Why water-seal my concrete surfaces?
Water sealing will help keep stone cleaner for longer and help to protect from water damage, therefore, prolonging the life of the material.
Sealers should be used after the stone cleaning process to close up the pores of the concrete or stone, in order to prevent the penetration of water and oil which act together to stain the stone again. When restoring stone, it is always important to identify the cause of the stain, and prevent the stain from reoccurring at the source. After restoration, and curtailing the source of staining (if possible), it is important to protect the surface in order to help prevent future restoration.
Reasons for Watersealing Concrete & Stone Surfaces
- To prevent the need for frequent pressure washing – Sealed stone stays cleaner for longer, and resists staining and discoloration.
- To guard adjacent materials against mineral leaching – Excess minerals leach from precast onto architectural glass, metal, and other materials where mineral stains are formed relatively quickly. Sealing your precast keeps adjacent windows looking cleaner for longer.
- To prevent oil, water, and stain penetration – Many types of soils can adhere to stone surfaces: vehicle exhaust, tree sap, fluid from leaking vehicles, and many other environmental contaminants.

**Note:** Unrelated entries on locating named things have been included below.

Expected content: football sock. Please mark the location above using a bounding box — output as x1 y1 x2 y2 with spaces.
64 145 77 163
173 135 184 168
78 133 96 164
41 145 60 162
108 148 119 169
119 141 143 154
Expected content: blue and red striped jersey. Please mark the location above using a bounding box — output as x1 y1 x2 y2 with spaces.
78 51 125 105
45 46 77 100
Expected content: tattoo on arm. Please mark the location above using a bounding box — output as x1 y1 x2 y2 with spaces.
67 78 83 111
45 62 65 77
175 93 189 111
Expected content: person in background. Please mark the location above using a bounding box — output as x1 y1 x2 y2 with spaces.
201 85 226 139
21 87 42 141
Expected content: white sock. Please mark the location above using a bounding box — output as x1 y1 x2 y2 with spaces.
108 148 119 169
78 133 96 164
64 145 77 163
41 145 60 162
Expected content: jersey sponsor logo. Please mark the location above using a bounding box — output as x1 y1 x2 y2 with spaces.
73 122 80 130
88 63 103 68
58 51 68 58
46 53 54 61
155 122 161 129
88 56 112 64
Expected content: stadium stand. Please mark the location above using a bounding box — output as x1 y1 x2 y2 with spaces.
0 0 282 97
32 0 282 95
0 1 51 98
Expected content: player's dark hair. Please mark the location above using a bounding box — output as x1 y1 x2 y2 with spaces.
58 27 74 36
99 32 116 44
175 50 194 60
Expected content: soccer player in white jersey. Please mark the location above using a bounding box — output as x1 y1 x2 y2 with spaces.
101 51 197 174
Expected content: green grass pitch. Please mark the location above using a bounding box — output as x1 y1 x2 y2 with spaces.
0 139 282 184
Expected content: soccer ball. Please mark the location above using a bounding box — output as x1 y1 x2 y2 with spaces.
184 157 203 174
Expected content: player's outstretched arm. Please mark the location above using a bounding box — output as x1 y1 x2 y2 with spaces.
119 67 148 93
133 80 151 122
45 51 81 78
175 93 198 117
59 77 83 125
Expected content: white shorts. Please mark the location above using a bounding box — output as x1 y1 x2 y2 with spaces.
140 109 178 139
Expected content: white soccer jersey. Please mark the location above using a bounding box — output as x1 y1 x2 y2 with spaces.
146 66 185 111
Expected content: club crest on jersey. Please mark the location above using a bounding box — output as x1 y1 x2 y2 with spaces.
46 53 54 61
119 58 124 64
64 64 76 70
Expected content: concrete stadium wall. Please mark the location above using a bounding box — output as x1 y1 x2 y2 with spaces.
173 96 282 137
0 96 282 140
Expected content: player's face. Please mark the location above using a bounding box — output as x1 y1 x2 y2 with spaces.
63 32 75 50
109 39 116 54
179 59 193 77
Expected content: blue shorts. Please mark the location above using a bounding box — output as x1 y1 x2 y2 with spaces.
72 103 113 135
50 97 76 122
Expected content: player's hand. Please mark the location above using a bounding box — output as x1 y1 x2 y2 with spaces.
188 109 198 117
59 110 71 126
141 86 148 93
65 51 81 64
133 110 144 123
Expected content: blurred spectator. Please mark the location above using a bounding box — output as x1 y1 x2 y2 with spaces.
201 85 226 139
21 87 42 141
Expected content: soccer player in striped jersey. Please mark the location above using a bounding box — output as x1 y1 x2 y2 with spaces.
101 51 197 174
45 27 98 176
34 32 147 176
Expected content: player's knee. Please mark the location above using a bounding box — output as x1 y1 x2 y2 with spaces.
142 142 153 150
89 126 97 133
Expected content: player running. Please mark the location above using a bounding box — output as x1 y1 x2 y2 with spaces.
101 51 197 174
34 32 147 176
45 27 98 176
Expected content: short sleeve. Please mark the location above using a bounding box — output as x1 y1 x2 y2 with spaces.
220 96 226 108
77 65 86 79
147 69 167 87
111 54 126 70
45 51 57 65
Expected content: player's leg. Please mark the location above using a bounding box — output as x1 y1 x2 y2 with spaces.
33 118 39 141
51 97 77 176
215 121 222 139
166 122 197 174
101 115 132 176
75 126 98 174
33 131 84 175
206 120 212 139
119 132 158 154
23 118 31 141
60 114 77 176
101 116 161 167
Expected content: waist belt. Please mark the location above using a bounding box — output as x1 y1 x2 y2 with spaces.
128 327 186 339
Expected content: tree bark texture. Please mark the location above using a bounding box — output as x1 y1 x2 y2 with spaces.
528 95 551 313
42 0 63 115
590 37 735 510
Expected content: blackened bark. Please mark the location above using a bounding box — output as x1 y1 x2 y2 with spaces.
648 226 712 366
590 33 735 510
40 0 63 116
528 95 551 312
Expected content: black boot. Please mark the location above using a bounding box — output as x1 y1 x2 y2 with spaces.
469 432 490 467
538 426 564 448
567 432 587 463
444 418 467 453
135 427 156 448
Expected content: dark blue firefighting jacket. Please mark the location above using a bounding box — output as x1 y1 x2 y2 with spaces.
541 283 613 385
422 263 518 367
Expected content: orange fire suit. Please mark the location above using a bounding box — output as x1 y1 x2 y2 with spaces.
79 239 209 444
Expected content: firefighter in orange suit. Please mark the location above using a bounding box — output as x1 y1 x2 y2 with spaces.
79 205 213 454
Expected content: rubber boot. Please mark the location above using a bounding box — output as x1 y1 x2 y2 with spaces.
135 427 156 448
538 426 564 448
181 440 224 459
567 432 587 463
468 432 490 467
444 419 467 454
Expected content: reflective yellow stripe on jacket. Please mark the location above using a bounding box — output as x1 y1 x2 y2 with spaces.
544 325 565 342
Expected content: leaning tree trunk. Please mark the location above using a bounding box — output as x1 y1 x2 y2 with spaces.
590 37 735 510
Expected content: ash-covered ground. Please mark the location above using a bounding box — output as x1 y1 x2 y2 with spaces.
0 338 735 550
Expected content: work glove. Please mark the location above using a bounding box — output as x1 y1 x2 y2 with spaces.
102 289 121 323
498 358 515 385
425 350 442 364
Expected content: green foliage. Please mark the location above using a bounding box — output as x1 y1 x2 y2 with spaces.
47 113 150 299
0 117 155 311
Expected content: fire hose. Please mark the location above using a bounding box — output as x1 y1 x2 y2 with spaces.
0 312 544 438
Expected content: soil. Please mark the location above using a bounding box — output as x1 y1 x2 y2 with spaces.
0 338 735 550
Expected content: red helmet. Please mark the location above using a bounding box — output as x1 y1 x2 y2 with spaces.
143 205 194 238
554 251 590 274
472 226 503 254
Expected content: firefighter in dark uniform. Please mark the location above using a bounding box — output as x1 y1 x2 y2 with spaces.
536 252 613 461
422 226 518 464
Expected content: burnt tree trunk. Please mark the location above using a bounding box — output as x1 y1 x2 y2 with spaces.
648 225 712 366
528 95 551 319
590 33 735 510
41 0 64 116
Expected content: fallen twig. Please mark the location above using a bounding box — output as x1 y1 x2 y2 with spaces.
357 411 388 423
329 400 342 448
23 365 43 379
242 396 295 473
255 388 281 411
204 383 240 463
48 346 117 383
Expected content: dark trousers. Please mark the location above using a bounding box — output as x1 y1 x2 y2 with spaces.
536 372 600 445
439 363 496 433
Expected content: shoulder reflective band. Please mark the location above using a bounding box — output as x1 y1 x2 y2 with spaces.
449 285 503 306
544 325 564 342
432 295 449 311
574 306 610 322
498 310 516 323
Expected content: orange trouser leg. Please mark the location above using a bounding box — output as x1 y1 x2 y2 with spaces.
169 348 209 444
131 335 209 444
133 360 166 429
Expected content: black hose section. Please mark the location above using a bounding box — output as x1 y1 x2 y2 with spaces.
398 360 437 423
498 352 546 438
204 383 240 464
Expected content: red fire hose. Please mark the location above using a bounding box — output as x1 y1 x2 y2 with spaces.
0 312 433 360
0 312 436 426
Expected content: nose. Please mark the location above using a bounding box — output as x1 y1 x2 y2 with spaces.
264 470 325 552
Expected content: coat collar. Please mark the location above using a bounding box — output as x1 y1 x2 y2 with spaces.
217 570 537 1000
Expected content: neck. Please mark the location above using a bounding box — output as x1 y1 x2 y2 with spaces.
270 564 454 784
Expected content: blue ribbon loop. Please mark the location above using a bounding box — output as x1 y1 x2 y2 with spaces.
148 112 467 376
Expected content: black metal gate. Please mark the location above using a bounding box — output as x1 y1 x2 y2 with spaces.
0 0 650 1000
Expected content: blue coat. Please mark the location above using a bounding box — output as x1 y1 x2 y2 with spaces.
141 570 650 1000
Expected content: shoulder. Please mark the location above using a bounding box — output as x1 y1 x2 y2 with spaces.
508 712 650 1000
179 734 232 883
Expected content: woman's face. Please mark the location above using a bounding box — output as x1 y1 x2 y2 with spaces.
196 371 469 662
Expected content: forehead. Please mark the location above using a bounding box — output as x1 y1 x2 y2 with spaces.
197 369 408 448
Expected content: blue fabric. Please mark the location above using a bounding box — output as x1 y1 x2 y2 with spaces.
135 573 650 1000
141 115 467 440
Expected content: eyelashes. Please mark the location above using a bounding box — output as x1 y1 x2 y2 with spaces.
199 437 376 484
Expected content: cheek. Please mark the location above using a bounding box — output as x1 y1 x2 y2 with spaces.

- To prevent mold and mildew – Sealing stone material prevents the penetration of water. Without water, green and black algae stains are unable to develop as they normally would.
- To avoid water damage – If water is allowed to penetrate your precast, it starts to erode the bond that holds the stone together. This is especially damaging during winter months as water freezes and expands, compromising the strength and bond of the manufactured stone composition. This causes cracks, and even separation of material components, and is extremely expensive to repair. In situations with precast panels, water damage normally only occurs at the surface level, therefore requiring a product designed for superior surface protection.
- To protect your steel components – If water is allowed to penetrate your concrete, and is exposed to steel components that hold your building together, they will start to rust. This can cause structural damage and material staining.